I would be ok with extending the Paging interface if need be...just doesn't seem to help any. Thanks!
> j = { order: 1 }
{ "order" : 1 }
> k = { order: 2 }
{ "order" : 2 }
> l = { order: 3 }
{ "order" : 3 }
> db.test.save(j)
> db.test.save(k)
> db.test.save(l)
> db.test.find()
{ "_id" : ObjectId("4f74d35b6f54e1f1c5850f19"), "order" : 1 }
{ "_id" : ObjectId("4f74d3606f54e1f1c5850f1a"), "order" : 2 }
{ "_id" : ObjectId("4f74d3666f54e1f1c5850f1b"), "order" : 3 }
> db.test.find().sort({ order : -1 }).limit(1)
{ "_id" : ObjectId("4f74d3666f54e1f1c5850f1b"), "order" : 3 }

You can do this in sping-data-mongodb. Mongo will optimize sort/limit combinations IF the sort field is indexed (or the #Id field). This produces very fast O(logN) or better results. Otherwise it is still O(N) as opposed to O(N*logN) because it will use a top-k algorithm and avoid the global sort (mongodb sort doc). This is from Mkyong's example but I do the sort first and set the limit to one second.
Query query = new Query();
query.with(new Sort(Sort.Direction.DESC, "idField"));
query.limit(1);
MyObject maxObject = mongoTemplate.findOne(query, MyObject.class);

Normally, things that are done with aggregate SQL queries, can be approached in (at least) three ways in NoSQL stores:
with Map/Reduce. This is effectively going through all the records, but more optimized (works with multiple threads, and in clusters). Here's the map/reduce tutorial for MongoDB.
pre-calculate the max value on each insert, and store it separately. So, whenever you insert a record, you compare it to the previous max value, and if it's greater - update the max value in the db.
fetch everything in memory and do the calculation in the code. That's the most trivial solution. It would probably work well for small data sets.
Choosing one over the other depends on your usage of this max value. If it is performed rarely, for example for some corner reporting, you can go with the map/reduce. If it is used often, then store the current max.
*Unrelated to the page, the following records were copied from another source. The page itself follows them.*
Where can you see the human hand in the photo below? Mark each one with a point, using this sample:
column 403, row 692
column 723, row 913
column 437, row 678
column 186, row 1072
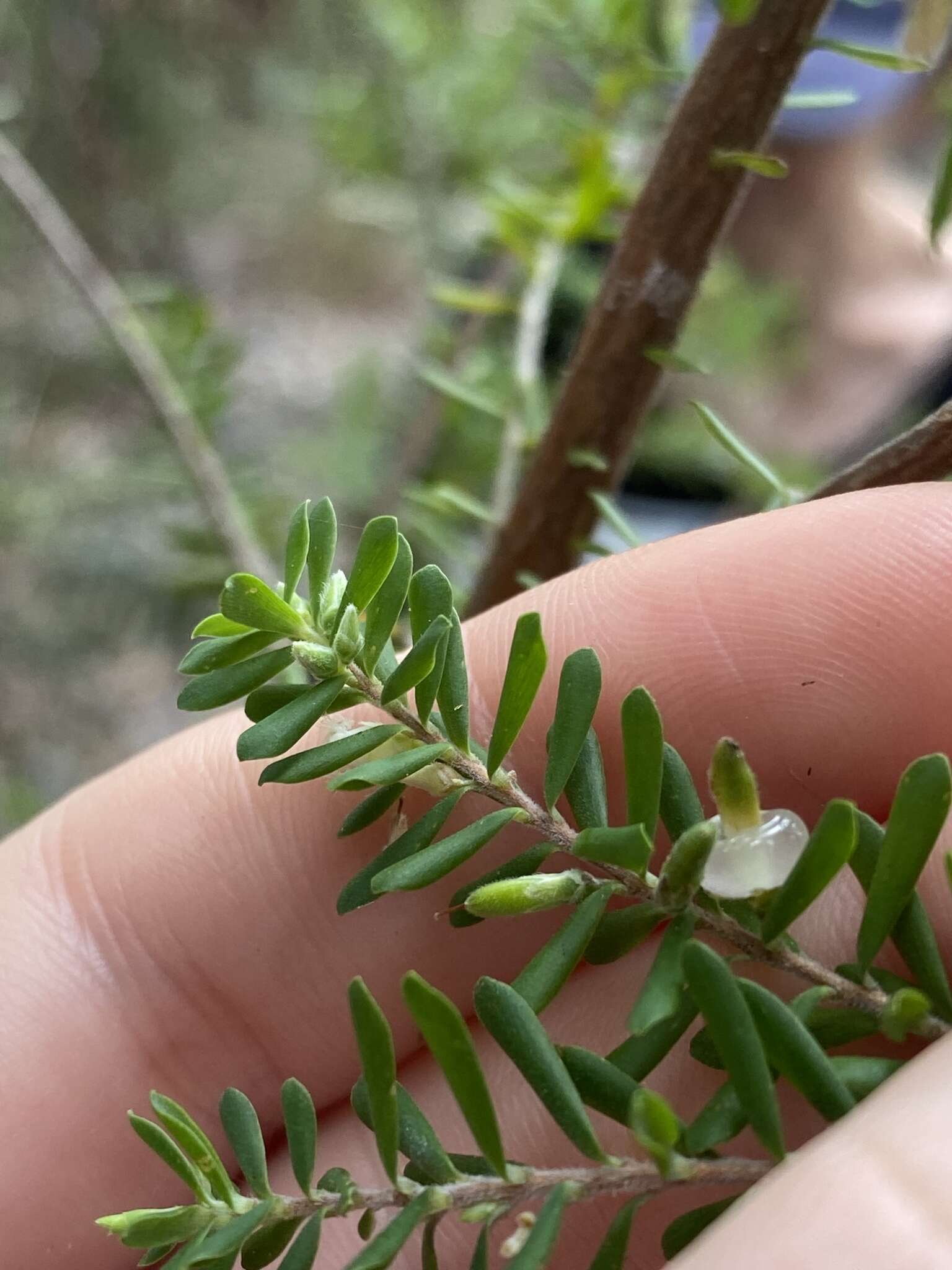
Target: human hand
column 170, row 925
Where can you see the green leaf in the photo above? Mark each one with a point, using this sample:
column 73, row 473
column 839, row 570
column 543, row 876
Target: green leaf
column 913, row 934
column 640, row 1055
column 287, row 726
column 324, row 760
column 394, row 768
column 523, row 676
column 431, row 598
column 586, row 790
column 196, row 1145
column 218, row 625
column 743, row 454
column 213, row 654
column 227, row 1240
column 602, row 1086
column 248, row 600
column 301, row 1130
column 419, row 662
column 433, row 863
column 375, row 558
column 516, row 1029
column 304, row 1251
column 918, row 813
column 454, row 693
column 831, row 846
column 615, row 1246
column 296, row 548
column 381, row 1251
column 323, row 544
column 734, row 1033
column 679, row 806
column 375, row 1042
column 539, row 1248
column 760, row 164
column 626, row 846
column 662, row 991
column 544, row 978
column 579, row 689
column 622, row 930
column 267, row 1244
column 243, row 1130
column 795, row 1053
column 359, row 890
column 451, row 1044
column 369, row 809
column 418, row 1140
column 172, row 1155
column 880, row 58
column 384, row 610
column 643, row 748
column 220, row 687
column 519, row 866
column 687, row 1227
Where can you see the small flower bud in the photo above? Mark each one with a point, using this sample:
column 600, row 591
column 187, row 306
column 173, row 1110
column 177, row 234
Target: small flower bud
column 322, row 662
column 734, row 788
column 350, row 639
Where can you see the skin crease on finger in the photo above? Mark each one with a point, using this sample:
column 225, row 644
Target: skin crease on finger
column 173, row 925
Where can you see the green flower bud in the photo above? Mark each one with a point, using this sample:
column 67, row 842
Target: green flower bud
column 350, row 639
column 322, row 662
column 734, row 788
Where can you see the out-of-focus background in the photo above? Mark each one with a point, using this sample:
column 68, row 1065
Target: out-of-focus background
column 328, row 214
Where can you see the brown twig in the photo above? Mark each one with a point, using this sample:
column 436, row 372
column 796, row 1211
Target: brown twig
column 924, row 453
column 107, row 300
column 648, row 290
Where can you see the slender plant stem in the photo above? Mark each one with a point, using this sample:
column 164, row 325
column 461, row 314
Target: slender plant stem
column 108, row 303
column 553, row 828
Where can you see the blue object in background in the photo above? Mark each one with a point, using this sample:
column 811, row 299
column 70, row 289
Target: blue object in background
column 878, row 92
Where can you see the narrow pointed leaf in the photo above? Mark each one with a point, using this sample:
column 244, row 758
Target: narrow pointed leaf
column 248, row 600
column 301, row 1130
column 660, row 993
column 734, row 1033
column 381, row 1251
column 579, row 690
column 622, row 930
column 221, row 687
column 433, row 863
column 540, row 1246
column 296, row 548
column 687, row 1227
column 519, row 866
column 323, row 544
column 369, row 809
column 451, row 1044
column 324, row 760
column 586, row 790
column 287, row 726
column 376, row 553
column 454, row 693
column 795, row 1053
column 214, row 654
column 384, row 610
column 243, row 1130
column 523, row 676
column 375, row 1042
column 516, row 1029
column 679, row 806
column 542, row 980
column 918, row 814
column 643, row 745
column 419, row 662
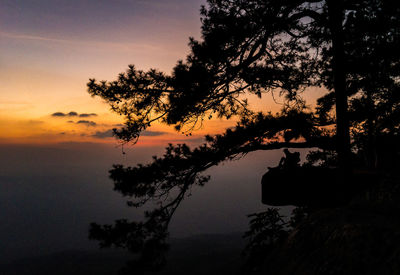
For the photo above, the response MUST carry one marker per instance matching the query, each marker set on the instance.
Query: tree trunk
(336, 14)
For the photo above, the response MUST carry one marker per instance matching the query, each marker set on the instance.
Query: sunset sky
(55, 149)
(50, 48)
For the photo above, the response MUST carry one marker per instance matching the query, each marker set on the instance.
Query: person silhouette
(290, 160)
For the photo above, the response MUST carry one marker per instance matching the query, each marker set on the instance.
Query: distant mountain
(194, 255)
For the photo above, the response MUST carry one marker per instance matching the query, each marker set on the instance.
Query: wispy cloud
(72, 114)
(87, 122)
(87, 43)
(103, 134)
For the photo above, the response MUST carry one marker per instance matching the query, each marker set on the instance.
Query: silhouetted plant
(257, 47)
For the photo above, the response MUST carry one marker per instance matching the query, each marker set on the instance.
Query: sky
(50, 48)
(55, 144)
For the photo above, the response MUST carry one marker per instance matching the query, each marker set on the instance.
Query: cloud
(109, 133)
(61, 114)
(152, 133)
(87, 115)
(72, 113)
(103, 134)
(87, 122)
(58, 114)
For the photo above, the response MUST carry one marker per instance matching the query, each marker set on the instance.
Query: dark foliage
(257, 47)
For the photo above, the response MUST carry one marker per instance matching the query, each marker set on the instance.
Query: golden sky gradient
(49, 50)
As far as I am aware Mongo totally supports sort then limit: see http://www.mongodb.org/display/DOCS/Sorting+and+Natural+Order
Get the max/min via map reduce is going to be very slow and should be avoided at all costs.
I don't know anything about Spring Data, but I can recommend Morphia to help with queries. Otherwise a basic way with the Java driver would be:
DBCollection coll = db.getCollection("...");
DBCursor curr = coll.find(new BasicDBObject()).sort(new BasicDBObject("order", -1))
.limit(1);
if (cur.hasNext())
System.out.println(cur.next());

Use aggregation $max .
As $max is an accumulator operator available only in the $group stage, you need to do a trick.
In the group operator use any constant as _id .
Lets take the example given in Mongodb site only --
Consider a sales collection with the following documents:
{ "_id" : 1, "item" : "abc", "price" : 10, "quantity" : 2, "date" : ISODate("2014-01-01T08:00:00Z") }
{ "_id" : 2, "item" : "jkl", "price" : 20, "quantity" : 1, "date" : ISODate("2014-02-03T09:00:00Z") }
{ "_id" : 3, "item" : "xyz", "price" : 5, "quantity" : 5, "date" : ISODate("2014-02-03T09:05:00Z") }
{ "_id" : 4, "item" : "abc", "price" : 10, "quantity" : 10, "date" : ISODate("2014-02-15T08:00:00Z") }
{ "_id" : 5, "item" : "xyz", "price" : 5, "quantity" : 10, "date" : ISODate("2014-02-15T09:05:00Z") }
If you want to find out the max price among all the items.
db.sales.aggregate(
[
{
$group:
{
_id: "1", //** This is the trick
maxPrice: { $max: "$price" }
}
}
]
)
Please note that the value of "_id" - it is "1". You can put any constant...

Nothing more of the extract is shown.